FAUST - “So Far”

(Polydor, 1972)


 

Señores de los pastos del Rock germano experimental a la par que adivinos de las texturas industriales por llegar. Uwe Nettelbeck, productor que durante un tiempo se ganó la vida como crítico musical, inventa Faust al fundir en un mismo caldero las ideas y el buen hacer creativo de músicos como Hans-Joachim Irmler, Jean-Hervé Peron, Werner “Zappi” Diermeier, Rudolf Sosna, Arnulf Meifert y Gunther Wüsthoff. El primer centro de operaciones lo sitúan en Wumme, Alemania, lugar desde el que saltan a la escena oficial de progresiones con su puesta de largo homónima. Uwe toma el dinero adelantado por su sello discográfico, Polydor, y decide transformar una escuela en un completo estudio de grabación. Nace en el 71 “Faust”, los tres temas más inquietantes que un oyente de música Ambient se podría echar al cuerpo. Extravagantes y coloristas en unas tonalidades poco vistas por dichas tierras, la gran familia de instrumentistas unidos bajo misma bandera generaba una música que en ocasiones tenía mucho de tributo sonoro al dadaismo. Del Jazz incomprensible a un Frank Zappa de tapas con Velvet Underground.

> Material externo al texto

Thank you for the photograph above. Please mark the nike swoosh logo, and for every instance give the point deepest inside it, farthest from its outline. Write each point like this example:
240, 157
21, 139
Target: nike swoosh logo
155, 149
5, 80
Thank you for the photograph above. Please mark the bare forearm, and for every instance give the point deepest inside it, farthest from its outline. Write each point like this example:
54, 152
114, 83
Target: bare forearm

Cambio de año, y casi de chaqueta. Werner, Arnulf, Hans-Joachim, Gunter y Rudolf son en 1972 los contendientes sobre el cuadrilátero. La accesibilidad caracteriza a su “So Far” (siempre dentro de la alocada originalidad de estos germanos). Con los años sería considerado como el más cuerdo de sus cuatro primeros lanzamientos, en parte por contener miniaturas melódicas como “On The Way To Adamäe” o “Picnic On A Frozen River”. Llegados a 1973 dejarían el sello que les vio nacer para editar con Virgin el tercer “The Faust Tapes”. La promoción de esta discográfica en el Reino Unido hizo mucho bien a la apuesta, llegando a rivalizar con la conocida como escena de Canterbury. Vuelven a cerrarse en su cosmos, aunque ahora con un mayor respaldo. Con un pie en la querencia del Art Rock y con el otro sublimando un extraño Avant-Garde.

Para “So Far” rehusaron de la por entonces naciente cultura del sintetizador para los caminos experimentales. Hans-Joachim Irmler era por lo general el encargado de recrear ese mundo de plástico divino, todo gracias a los recursos que lograba extraer de su teclado. Aun así, y en ocasiones remarcables, Gunter Wüsthoff ejemplificaba libertad de ejecución frente a un saxofón maravillando marcianas excursiones sintéticas. Gunter se doblaría junto a Rudolf Sosna, ambos a la guitarra, y en un corte como “So Far” buscarían similares efectos trabajando con un equipo electrónico para las tomas. El LP se transformó en la consecución de sueños incumplidos con anterioridad, teniendo su mejor ejemplo en la creación “...In The Spirit”, que hacía diez años había visto nacer  Wüsthoff de sus propias manos, pero que sólo en el 72 cobraría sentido dentro e un álbum largo. La persecución de un arreglo final tomado al vuelo durante las grabaciones, lo convirtieron en otra muestra de pericia y unidad bien entendida. Sin espacio a momentos dubitativos, este vinilo, perfectamente reeditado en la actualidad cual disco compacto bajo el atrayente formato digipack, y con un libreto cargado de imágenes y anécdotas, es una de esas ediciones que dieron un nuevo color a aquel floreciente Krautrock de los setenta.